Stringprint is intended to be paired with a folder containg the source materials.

Temporary note: Amazon have removed the download link for kindlegen. You need to find kindlegen_linux_2.6_i386_v2_9.tar.gz and put it at _dependencies/kindlegen_linux_2.6_i386_v2_9.tar.gz before running setup if you want to generate .mobi files.

That sourcefile will contain a vagrantfile that will do the below automatically, but to maintain a seperate stringprint2 folder following the following instructions:

  • Configure stringprint/conf/config.yaml from config-example.yaml
  • For the storage_dir put the path to the source documents folder
  • publish_dir can be configured to point to a local directory if you want to output the site directly rather than as a zip (can be blank otherwise).
  • This can also be extended to connect to multiple source folders (to keep different orgs/project settings seperate).

Command line

There is a basic command line tool to manage document commands.

This can either be run as script/shell.

Commands can also be passed as arguments e.g. script/shell setdoc:document-slug process publish continue will process and render the document and keep the shell up for future commands.

All comments that can be applied to a single document can be called without arguments and will be applied to currently selected doc. Multiple slugs can be given as arguments to do several docs, or 'all' will iterate through all unloaded docs. So render all will render all documents in the current organisation.

Shell commands:

  • listorgs - lists all registered orgs
  • listdocs - lists all documents in current org
  • setdoc - sets a document as the current document (will accept the folder name or the number assigned against it in listdocs)
  • setorg - sets an org as the current document
  • loadall - reprocesses all docs in current org (useful for startups)
  • loadunloaded - loads all unloaded documents (useful when populating new documents)
  • load/process - processes document ready for preview.
  • convertword - creates document.md from (assumed to be) the only docx document in the document folder and separates tables and images into assets folder. Optional ‘demote’ keyword will lower all header - levels (string print assumes section headers are H2).
  • mergepdf - merges cover.pdf and contents.pdf (ignoring front page) into a single pdf for upload.
  • pdfpng - creates an image version of cover.pdf and a thumbnail version for upload.
  • render - renders the document out to the render folder location (if the org publish_dir setting is not configured, defaults to '_publish in the source directory).
  • renderzip - renders a zip file back to the document folder.
  • preprocess - runs any preprocess scripts configured for the org or document
  • process - load and processs the source files (includes 'preprocess' steps unless 'no-preprocess' added)
  • publish - runs any publish scripts configured for the org or document. WIll also renderzip unless 'no-render-zip' is added as an argument. [command] - run a defined commaand for that document or org.
  • quit - exits

config and structure

An source repositiory is meant to contain all documents being rendered for a single organisation. It expects the following structure.

  • _conf/settings.yaml - contains the org level settings and defaults
  • _docs - contains all documents (in seperate folders) that belong to an organisation.
  • _static - optional, allows additional static files or scss files to be added.
  • _templates - optional, allows overriding or extending the default stringprint templates

_conf/settings.yaml should contain items like the below:

name: Climate Assembly UK
slug: cauk
twitter: NetZeroUK
ga_code: 
ga_cookies: false
publish_root: http://127.0.0.1:5000/
icon: images/mysociety_icon.png
include_favicon: false
orglinks:
  Climate Assembly:
    link: https://www.climateassembly.uk/
    order: 0
default_values:
    cite_as: '{{article.authors}}'
    byline: 'by {{article.authors}}'
commands:
	publish: 'python publish.py {{article.slug}}'

Several properties are important, for instance, publish_root tells a document where it expects to be published, which is important for creating correctly formatted social cards).

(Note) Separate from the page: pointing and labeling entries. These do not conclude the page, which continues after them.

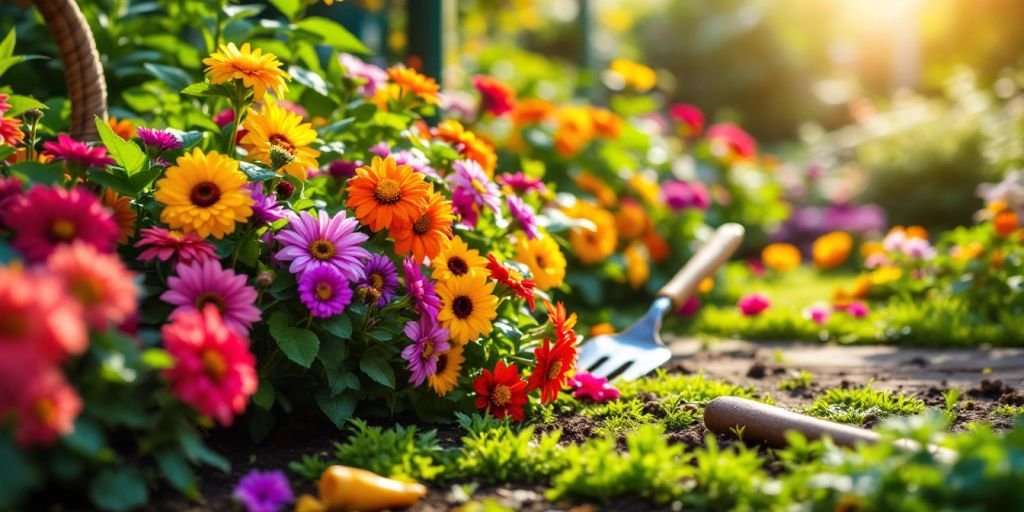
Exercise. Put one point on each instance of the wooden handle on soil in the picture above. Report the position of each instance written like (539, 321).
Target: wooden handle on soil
(83, 72)
(714, 253)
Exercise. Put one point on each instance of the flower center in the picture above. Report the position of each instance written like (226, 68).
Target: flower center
(422, 225)
(282, 142)
(205, 195)
(210, 298)
(554, 370)
(462, 306)
(324, 291)
(388, 192)
(214, 365)
(501, 395)
(458, 265)
(61, 230)
(86, 291)
(322, 249)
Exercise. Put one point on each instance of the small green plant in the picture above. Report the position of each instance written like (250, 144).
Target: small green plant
(803, 380)
(650, 468)
(397, 452)
(856, 404)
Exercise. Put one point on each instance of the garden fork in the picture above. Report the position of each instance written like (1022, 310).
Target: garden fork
(639, 349)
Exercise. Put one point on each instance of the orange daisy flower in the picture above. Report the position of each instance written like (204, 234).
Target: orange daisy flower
(384, 193)
(413, 82)
(426, 236)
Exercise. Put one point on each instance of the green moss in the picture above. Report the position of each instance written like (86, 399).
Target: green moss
(856, 404)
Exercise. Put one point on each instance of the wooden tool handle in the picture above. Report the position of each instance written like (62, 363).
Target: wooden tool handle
(714, 253)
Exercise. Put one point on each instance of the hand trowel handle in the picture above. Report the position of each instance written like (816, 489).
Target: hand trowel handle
(711, 256)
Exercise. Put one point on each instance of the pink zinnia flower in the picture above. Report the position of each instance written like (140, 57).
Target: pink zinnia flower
(595, 388)
(163, 245)
(754, 304)
(213, 370)
(45, 409)
(421, 289)
(38, 322)
(429, 341)
(46, 217)
(311, 242)
(77, 152)
(99, 283)
(203, 283)
(325, 292)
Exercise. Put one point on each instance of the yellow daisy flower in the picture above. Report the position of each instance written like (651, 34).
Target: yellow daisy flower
(275, 126)
(449, 366)
(458, 259)
(204, 194)
(468, 305)
(544, 259)
(256, 70)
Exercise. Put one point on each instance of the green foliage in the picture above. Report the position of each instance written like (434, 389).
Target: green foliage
(649, 468)
(856, 404)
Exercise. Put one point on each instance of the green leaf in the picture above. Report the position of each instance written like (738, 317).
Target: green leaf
(300, 345)
(177, 472)
(378, 369)
(176, 78)
(333, 34)
(35, 172)
(125, 153)
(120, 488)
(340, 326)
(338, 409)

Others have default values or can be ignored.

  • twitter - setting a twitter account here will give access to analytics of uses of a link in twitter.
  • ga_code and ga_cookies - set the google analytics code and if it
  • orglinks - defines links that should be included in the 'org' dropdown in the top right. This can also be done in templating.
  • icon - The icon for the 'org' dropdown in the top right. This can also be done in templating.
  • default_values configures what are default values for articles, which may either be set values, or constructed from other properties of an article.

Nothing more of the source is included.